Johnson, Big Dead Place 177-192
Chapter nine of Nicholas Johnson’s Big Dead Place presents a critical view of bureaucracy and reveals how an overabundance of bureaucratic practices disregards the importance of the human existence. One way that Johnson ridicules Antarctica bureaucracy is to highlight management’s tendency to overreact to the wrong events. Johnson describes an email fiasco saying
N, who read this email and the deleted it received a call within minutes from her supervisor E. E … had received a call from the Station Manager saying that N did not read the safety email. N like everyone else uses Microsoft Outlook … which can allow a user to view a message in frame without actually opening it, had been flagged by the Safety Girl, who alerted the station manager, who alerted N’s supervisor, who assured N this was a very serious issue (178).

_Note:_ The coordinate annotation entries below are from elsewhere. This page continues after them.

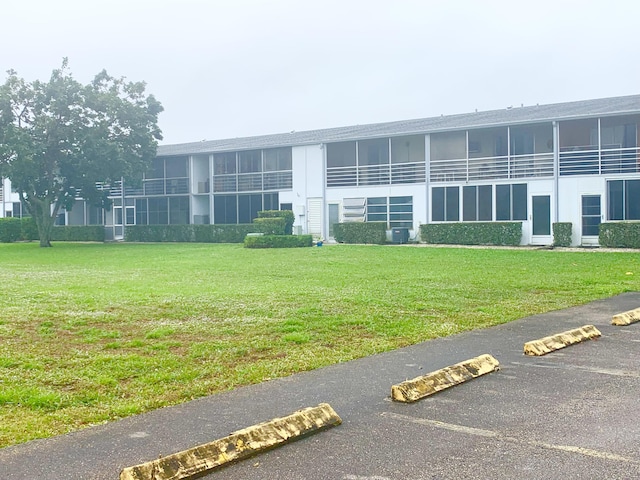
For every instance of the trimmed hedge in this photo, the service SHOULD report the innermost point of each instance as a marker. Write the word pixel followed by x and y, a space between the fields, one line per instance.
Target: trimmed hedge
pixel 271 226
pixel 288 215
pixel 14 229
pixel 278 241
pixel 78 233
pixel 189 233
pixel 620 234
pixel 361 232
pixel 472 233
pixel 10 230
pixel 562 234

This passage reveals the almost impenetrable depth of the Antarctica bureaucracy. There is no direct contact between each person. Instead, they pass each other off from one person to the next. The emphasis placed on the e-mail further suggests that this is a world devoid of personal contact. The message has no emotional context, which would stress the true necessity for N to pay attention to the e-mail. It is somewhat humorous that they choose to classify reading an email as a “very serious issue” when it has absolutely no potential to actually protect anyone from danger.
This overzealous response to something as inconsequential as a supposedly unread email contrasts with the bureaucrats’ horrifying lack of emphasis on a true health hazard: “the Safety Girl had written exactly no emails about asbestos while her regular reports about slippery ice and safety glasses and injury records and safety statistics continue unabated. Safety Girl’s contribution … was this: a safety video about asbestos is now available for our weekly safety meetings” ( 179). This passage reveals the disturbing elements of bureaucracy. The head of the bureaucratic machine is only concerned with the elements of safety that are considered a part of regular protocol. Furthermore, any attempts to address elements that fall outside the range of usual elements are quickly addressed without any thought to whether or not the response is actually helpful. The video on asbestos is not helpful because it does nothing to save or compensate those who have already been exposed. Johnson’s description of these mishandled priorities emphasizes the true inefficiency and deficiency that exists within bureaucracy.
Johnson also criticizes bureaucracy by emphasizing how it diminishes the importance of the human existence. One small detail that supports this idea is the way Johnson identifies his characters. While Johnson admits that he changed some names to protect identities, their names may also highlight one of the most devastating problems with bureaucracy. While names like “Safety Girl,” “N,” and “E” help us to establish one character from another, it does not help us to get an idea of their personalities or feelings. The reductions of their names make them seem like drones in a machine rather than humans. Disregard for the human condition is reiterated when we discover that “Safety Guy wanted a number of reports redone because they had not properly assigned ‘root cause,’ such as that employees were playing sports without wearing safety goggles and that employees did not wear gloves when handling harsh soaps” (181). Once again, we see that the concern for proper paperwork overrides concern for the health of the employees. It seems as if bureaucracy transcends humanity and transforms it into an insignificant disturbance.